Blaming Mum and Dad For Your Insomnia? You Could Actually!


Scientists have claimed that insomnia could actually be passed from one generation to the next.

American sleep experts have identified 13 different sleep traits which appear to have a genetic basis, meaning they could be inherited from previous generations.

According to Mirror, researchers from the UT Southwestern Medical Center wanted to discover whether sleep traits linked to bipolar disorder could be inherited.

“We were able to identify 13 sleep and activity measures, most of which are inherited, that correlated with whether an individual had bipolar disorder,” said Dr. Joseph Takahashi, Chairman of Neuroscience at UT Southwestern.

“In addition, we were able to trace some of these traits to a specific chromosome.”
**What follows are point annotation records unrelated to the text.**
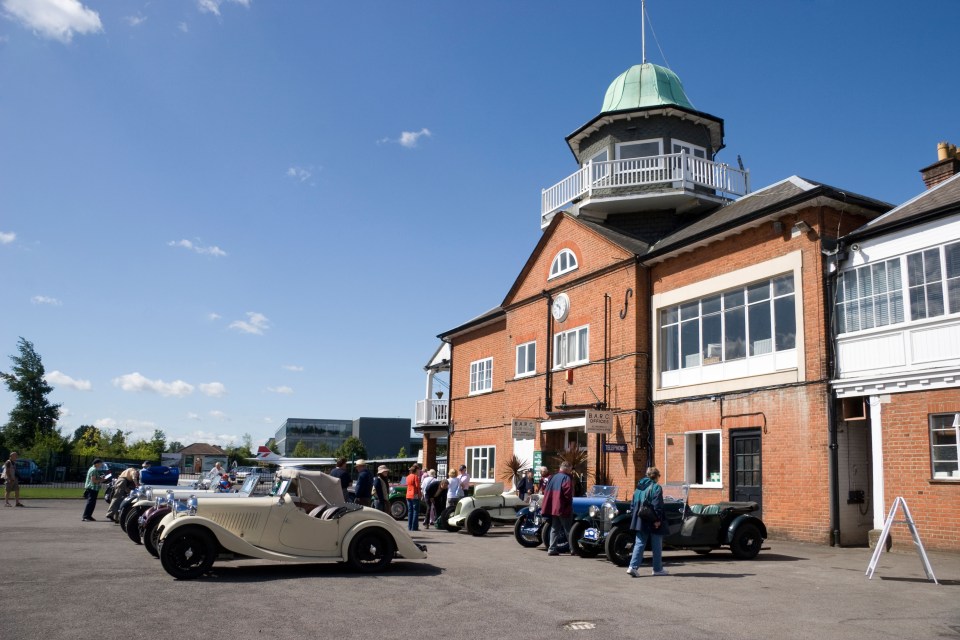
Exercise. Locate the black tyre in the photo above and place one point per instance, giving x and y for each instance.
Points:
(398, 509)
(619, 546)
(131, 524)
(583, 550)
(442, 521)
(371, 550)
(746, 542)
(188, 553)
(526, 540)
(478, 522)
A team of academics analysed the genetics of more than 500 people from 26 families in Costa Rica and Columbia. They found that family members who suffered from bipolar often shared sleep traits.

The team were able to tie 13 different sleep traits to specific chromosomes, indicating they could be passed down through families.

Sleep foundation writes, there are many medical conditions (some mild and others more serious) that can lead to insomnia. In some cases, a medical condition itself causes insomnia, while, in other cases, symptoms of the condition cause discomfort that can make it difficult for a person to sleep.

Examples of medical conditions that can cause insomnia are:

• Nasal/sinus allergies

• Gastrointestinal problems such as reflux

• Endocrine problems such as hyperthyroidism

• Arthritis

• Asthma

• Neurological conditions such as Parkinson’s disease

• Chronic pain

• Low back pain

Medications such as those taken for the common cold and nasal allergies, high blood pressure, heart disease, thyroid disease, birth control, asthma, and depression can also cause insomnia.

Going by science, in some cases, insomnia may be caused by certain neurotransmitters in the brain that are known to be involved with sleep and wakefulness.

There are many possible chemical interactions in the brain that could interfere with sleep and may explain why some people are biologically prone to insomnia and seem to struggle with sleep for many years without any identifiable cause—even when they follow healthy sleep advice.